А я хорошо представляю. Как они тут ходили вокруг солнечных часов, сидели над рекой с книжкой - в красивых платьях. Или срывали мать-и -мачеху от кашля в Аптекарском огороде.
А тут и Пушкин прискакивает из своего Михайловского в меланхолическом настроении…
И сразу идет в дом, чай пить с крыжовенным вареньем.
Там неправдоподобная тишина стоит, особенно до тех пор, пока не включат газонокосилку. Тут волшебство немножко ломается.
В таком месте, мне кажется, косить надо косами, а косцы чтобы в косоворотках.
Рыбаки чтобы сетями ловили рыбу в прудах. А девушки чтобы грибы собирали или малину и пели, как в опере.
На такое каждый бы хотел посмотреть)
Просто декорации все еще каким-то чудом идеальные. Почти без примет времени.
И дуб тот самый.
***
Хотелось остаться и написать свой «Заповедник». Экскурсовод по секрету рассказал, что директор заповедника терпеть не мог Довлатова: тут он был подчиненным, у которого большие проблемы с дисциплиной.
И алкоголем.
В заповеднике с большой иронией относятся к домам-музеям Довлатова — это не совсем дома и еще менее - музеи. Но людям надо увидеть хотя бы те «щели в полу, через которые в дом заходили бездомные собаки». С этим нет проблем - на звание дома-музея Довлатова претендует три аутентичных избы. Жил ли в них писатель - точно неизвестно и наверное, неважно.
В сувенирных лавках кружек с Довлатовым почти столько же, сколько с Пушкиным.
Уезжать не хотелось, оставаться невозможно.
Хотя некоторые решаются. Вокруг Тригорского и Пушгор много аккуратных домиков с идеальными газонами и подстриженными кустами. Это т.н. дачники из Петербурга и Москвы. Кто-то живет круглый год, кто-то наездами. Никаких грядок, курятников, если яблони - то ради декора.
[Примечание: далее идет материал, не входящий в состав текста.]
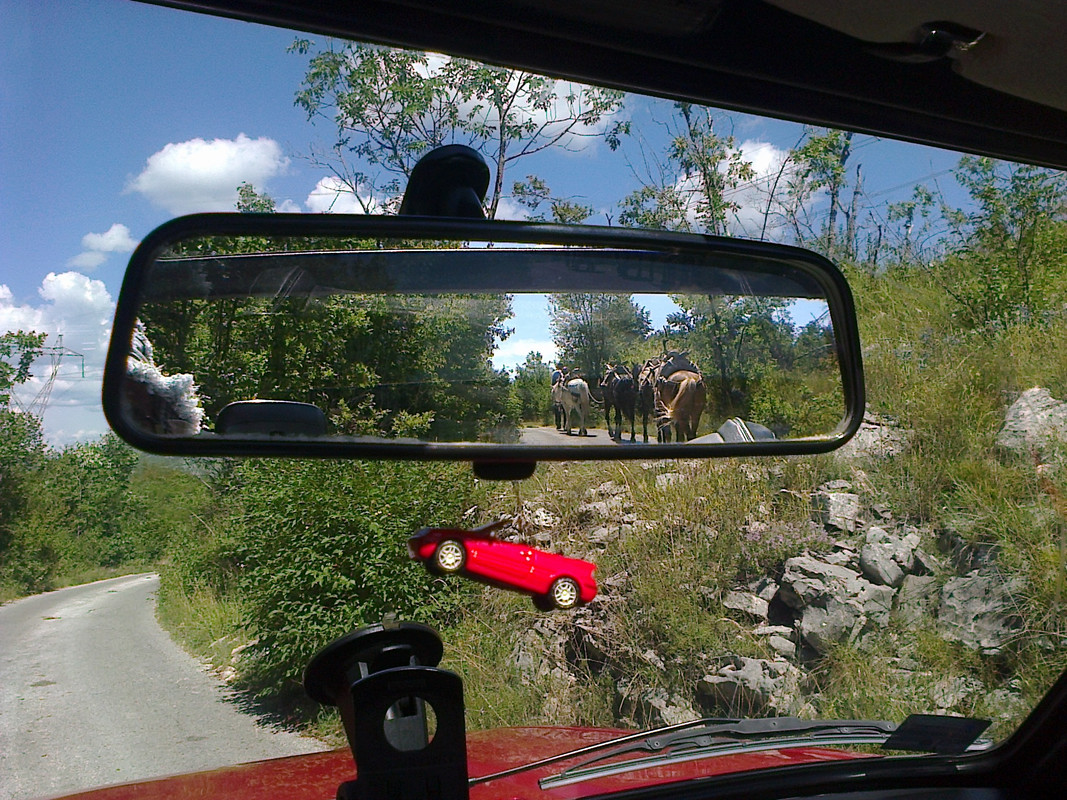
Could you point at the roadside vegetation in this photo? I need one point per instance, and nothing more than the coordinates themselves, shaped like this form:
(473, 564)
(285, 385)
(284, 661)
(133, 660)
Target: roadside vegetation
(961, 309)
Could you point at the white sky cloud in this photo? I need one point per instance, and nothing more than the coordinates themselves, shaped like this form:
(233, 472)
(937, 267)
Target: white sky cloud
(512, 352)
(332, 195)
(582, 138)
(81, 309)
(752, 196)
(197, 175)
(97, 246)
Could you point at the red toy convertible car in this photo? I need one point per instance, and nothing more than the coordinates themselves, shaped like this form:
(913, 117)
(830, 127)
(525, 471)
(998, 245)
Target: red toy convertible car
(555, 581)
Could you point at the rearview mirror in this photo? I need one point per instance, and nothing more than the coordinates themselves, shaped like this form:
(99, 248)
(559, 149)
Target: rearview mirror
(428, 338)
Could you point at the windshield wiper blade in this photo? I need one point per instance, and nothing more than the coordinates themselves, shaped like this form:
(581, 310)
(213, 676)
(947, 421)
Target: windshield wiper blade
(718, 737)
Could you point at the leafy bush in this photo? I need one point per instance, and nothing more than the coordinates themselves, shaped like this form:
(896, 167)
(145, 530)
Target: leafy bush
(321, 549)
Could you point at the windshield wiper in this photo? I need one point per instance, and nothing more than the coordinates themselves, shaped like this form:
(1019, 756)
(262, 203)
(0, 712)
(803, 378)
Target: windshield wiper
(718, 738)
(709, 737)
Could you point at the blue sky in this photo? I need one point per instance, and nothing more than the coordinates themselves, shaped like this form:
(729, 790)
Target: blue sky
(118, 115)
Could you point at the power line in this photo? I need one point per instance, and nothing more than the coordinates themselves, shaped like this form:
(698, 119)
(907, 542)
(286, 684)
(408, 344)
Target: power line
(56, 354)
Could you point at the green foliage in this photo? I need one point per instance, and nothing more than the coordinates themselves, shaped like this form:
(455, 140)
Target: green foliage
(22, 349)
(534, 192)
(531, 389)
(689, 190)
(391, 107)
(321, 548)
(591, 330)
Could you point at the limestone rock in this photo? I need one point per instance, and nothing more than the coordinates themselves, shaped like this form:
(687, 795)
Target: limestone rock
(878, 437)
(981, 611)
(749, 604)
(838, 510)
(751, 687)
(1035, 420)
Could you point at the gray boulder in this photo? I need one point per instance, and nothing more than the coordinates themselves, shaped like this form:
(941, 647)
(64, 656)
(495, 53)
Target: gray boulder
(981, 610)
(886, 558)
(747, 604)
(655, 707)
(748, 687)
(838, 510)
(835, 604)
(918, 596)
(1035, 420)
(878, 437)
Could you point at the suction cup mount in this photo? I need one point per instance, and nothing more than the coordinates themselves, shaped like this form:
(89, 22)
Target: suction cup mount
(403, 718)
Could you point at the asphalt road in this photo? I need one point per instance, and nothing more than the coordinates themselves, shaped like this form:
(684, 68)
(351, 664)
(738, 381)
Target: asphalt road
(93, 692)
(550, 435)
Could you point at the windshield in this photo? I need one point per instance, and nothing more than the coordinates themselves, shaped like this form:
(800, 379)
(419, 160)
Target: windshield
(919, 570)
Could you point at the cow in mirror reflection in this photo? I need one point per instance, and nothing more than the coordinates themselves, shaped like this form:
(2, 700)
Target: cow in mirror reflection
(619, 388)
(671, 389)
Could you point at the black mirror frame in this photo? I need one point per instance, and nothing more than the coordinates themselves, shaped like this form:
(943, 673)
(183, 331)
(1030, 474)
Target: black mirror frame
(828, 276)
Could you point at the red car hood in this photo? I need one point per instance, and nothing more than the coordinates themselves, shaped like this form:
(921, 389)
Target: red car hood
(316, 777)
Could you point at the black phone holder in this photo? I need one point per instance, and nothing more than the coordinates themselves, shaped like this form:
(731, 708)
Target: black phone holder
(403, 718)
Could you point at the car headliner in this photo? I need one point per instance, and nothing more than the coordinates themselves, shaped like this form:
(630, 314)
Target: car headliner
(840, 63)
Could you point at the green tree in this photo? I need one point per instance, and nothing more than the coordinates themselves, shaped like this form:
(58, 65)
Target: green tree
(688, 188)
(1005, 251)
(391, 107)
(321, 549)
(531, 387)
(821, 165)
(590, 330)
(18, 350)
(534, 192)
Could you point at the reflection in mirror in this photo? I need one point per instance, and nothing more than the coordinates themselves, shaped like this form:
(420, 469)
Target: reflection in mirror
(468, 342)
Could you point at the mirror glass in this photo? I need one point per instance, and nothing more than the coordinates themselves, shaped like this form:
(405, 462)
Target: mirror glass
(486, 342)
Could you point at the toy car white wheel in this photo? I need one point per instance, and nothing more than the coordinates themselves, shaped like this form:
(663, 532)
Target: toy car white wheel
(564, 593)
(449, 556)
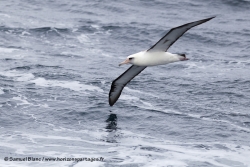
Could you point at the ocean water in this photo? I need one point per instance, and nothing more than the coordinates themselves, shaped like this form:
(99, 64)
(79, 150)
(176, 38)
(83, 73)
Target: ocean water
(59, 57)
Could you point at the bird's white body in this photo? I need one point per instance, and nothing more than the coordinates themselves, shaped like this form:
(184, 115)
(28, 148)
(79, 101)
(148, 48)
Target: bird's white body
(155, 55)
(145, 58)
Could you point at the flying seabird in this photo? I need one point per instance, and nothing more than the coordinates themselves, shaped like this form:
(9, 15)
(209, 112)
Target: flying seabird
(156, 55)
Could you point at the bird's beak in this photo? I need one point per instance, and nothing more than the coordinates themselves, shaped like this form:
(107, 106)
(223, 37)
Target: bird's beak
(124, 62)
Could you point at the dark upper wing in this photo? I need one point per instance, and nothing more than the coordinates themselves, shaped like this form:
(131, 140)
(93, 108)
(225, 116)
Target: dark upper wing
(165, 42)
(118, 84)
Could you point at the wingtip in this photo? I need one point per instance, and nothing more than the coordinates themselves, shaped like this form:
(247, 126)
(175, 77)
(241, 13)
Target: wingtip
(111, 103)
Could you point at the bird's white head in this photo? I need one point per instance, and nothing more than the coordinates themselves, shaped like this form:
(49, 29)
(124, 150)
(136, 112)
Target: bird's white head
(182, 57)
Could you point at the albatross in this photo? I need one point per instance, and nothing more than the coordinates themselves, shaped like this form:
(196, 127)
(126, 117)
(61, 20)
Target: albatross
(155, 55)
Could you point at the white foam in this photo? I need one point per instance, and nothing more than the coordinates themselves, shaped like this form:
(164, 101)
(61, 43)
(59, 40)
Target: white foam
(1, 91)
(18, 76)
(7, 50)
(128, 97)
(22, 99)
(73, 85)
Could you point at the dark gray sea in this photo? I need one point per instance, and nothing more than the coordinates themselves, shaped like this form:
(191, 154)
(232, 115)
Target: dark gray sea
(59, 57)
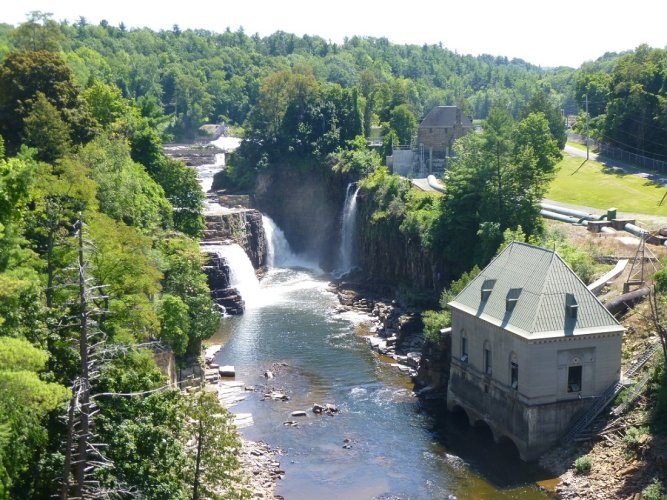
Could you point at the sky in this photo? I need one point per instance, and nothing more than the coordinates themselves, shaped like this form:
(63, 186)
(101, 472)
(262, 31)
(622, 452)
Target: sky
(548, 34)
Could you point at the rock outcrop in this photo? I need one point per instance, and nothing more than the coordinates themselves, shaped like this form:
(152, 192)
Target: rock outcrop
(242, 226)
(387, 255)
(306, 203)
(217, 272)
(433, 373)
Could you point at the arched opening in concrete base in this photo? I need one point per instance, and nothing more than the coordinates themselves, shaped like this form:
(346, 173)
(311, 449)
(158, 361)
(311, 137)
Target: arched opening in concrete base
(483, 429)
(459, 414)
(508, 446)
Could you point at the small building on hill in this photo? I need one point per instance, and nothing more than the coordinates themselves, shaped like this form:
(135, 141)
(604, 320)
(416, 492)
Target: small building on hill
(532, 347)
(440, 128)
(435, 137)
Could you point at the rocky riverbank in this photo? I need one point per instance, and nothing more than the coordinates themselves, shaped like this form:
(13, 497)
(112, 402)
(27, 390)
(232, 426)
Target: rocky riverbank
(260, 468)
(395, 331)
(194, 155)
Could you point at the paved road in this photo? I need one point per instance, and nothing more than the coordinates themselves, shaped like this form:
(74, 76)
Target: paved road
(657, 178)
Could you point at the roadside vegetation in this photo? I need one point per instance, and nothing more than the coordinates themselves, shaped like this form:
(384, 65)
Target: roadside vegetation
(86, 194)
(593, 184)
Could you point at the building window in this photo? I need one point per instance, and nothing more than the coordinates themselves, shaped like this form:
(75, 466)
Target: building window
(464, 347)
(574, 378)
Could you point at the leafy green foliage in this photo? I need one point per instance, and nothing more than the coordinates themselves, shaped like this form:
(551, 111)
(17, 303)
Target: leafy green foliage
(216, 445)
(145, 434)
(174, 323)
(125, 190)
(25, 400)
(457, 286)
(583, 464)
(358, 159)
(434, 321)
(184, 280)
(25, 74)
(43, 116)
(653, 491)
(403, 122)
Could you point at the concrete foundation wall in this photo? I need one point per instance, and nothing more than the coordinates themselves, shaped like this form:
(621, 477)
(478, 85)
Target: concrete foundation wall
(536, 413)
(532, 428)
(402, 162)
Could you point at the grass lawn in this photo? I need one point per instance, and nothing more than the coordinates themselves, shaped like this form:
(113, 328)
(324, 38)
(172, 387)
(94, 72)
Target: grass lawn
(594, 185)
(579, 146)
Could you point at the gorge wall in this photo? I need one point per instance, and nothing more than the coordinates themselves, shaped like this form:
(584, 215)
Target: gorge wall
(245, 228)
(241, 226)
(387, 256)
(306, 204)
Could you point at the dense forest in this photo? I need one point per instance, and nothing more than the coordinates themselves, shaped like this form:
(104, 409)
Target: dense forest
(99, 261)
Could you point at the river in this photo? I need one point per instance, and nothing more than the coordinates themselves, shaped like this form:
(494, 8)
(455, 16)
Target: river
(382, 443)
(395, 449)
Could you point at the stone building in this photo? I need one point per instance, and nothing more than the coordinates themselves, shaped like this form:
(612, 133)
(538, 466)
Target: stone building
(435, 137)
(439, 129)
(532, 347)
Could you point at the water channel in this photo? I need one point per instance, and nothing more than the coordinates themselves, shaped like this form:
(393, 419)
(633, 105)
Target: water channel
(383, 443)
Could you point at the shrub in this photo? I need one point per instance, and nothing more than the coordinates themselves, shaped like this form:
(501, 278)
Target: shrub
(653, 492)
(633, 437)
(434, 321)
(583, 464)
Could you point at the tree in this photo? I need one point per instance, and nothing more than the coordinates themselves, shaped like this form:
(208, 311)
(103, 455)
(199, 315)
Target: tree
(496, 181)
(183, 279)
(183, 191)
(174, 323)
(45, 130)
(39, 32)
(146, 432)
(540, 102)
(403, 122)
(125, 190)
(215, 448)
(25, 401)
(22, 76)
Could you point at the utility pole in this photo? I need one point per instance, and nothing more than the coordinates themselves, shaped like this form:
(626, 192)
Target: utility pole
(587, 127)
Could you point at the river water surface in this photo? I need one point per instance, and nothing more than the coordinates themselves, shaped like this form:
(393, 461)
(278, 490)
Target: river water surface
(395, 448)
(382, 443)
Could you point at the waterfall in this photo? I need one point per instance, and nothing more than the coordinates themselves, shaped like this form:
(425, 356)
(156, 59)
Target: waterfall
(348, 226)
(279, 253)
(242, 274)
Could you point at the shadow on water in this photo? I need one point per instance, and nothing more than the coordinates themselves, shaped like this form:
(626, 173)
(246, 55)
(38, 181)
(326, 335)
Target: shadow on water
(479, 457)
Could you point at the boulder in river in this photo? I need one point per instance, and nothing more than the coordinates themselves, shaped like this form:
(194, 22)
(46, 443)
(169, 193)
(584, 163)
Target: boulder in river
(227, 371)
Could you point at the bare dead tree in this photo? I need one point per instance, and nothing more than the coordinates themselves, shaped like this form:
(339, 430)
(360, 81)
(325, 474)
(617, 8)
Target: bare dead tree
(83, 456)
(657, 319)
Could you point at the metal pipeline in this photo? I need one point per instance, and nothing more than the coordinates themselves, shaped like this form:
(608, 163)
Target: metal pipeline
(623, 302)
(433, 182)
(636, 230)
(563, 218)
(571, 212)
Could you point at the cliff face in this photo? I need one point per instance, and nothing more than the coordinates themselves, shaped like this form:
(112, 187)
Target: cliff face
(306, 204)
(243, 226)
(386, 255)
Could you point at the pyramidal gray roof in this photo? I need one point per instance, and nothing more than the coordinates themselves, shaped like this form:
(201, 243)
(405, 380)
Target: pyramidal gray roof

Сельское хозяйство изжито. Поля зарастают деревьями и кустами. Другие времена.
- На этом поле сажали лен, а тут горох, там рожь и пшеницу… А ваша модная гостиница стоит на фундаменте нашего коровника. Заходишь — направо корова Машка, налево конь Яшка - сказал таксист весело.
Заповедный воздух и заповедные виды теперь продаются лучше, чем горох и лен.
В последний день концентрация красот в одном месте в одно время казалась срежиссированной, причем неправдоподобно, не «как в жизни».
Смотрите
Лебеди в озере плывут, подняв крылья парусом, верхнее перо закругляется, как на шляпе. С ними их серый лебеденок.
По поляне бегает черная собака, на фоне соснового леса пасется две белых лошади, когда они трясут гривой, звякают уздечки.
Цветет и пахнет море чабреца.
В небе летят гуси, сначала правильным клином, потом нарушают строй, потом снова выстраиваются.
И кричат по своим причинам, но нам же кажется, что прощаются.
На отмелях вдалеке сидят цапли, много белых цапель. В какой-то момент они взлетают, и становится слышно, как их большие крылья режут воздух и он гудит. Цапли делают круг и садятся обратно.
Из глубины лесов прилетают запахи мокрых листьев, трав, грибов, лисьих нор… И дятлы стучат и стучат, но не показываются.
По дорожке под елям идут две женщины, и одна из них говорит:
- В этом году мы закончили забор на даче, влетело в копеечку, но…
Где-то рычит мотор и тоже напоминает, как звучит жизнь за пределами заповедника.
Раз я не хочу за эти пределы, значит ли это, что я не справляюсь с настоящей жизнью? Кто вообще знает, где настоящая?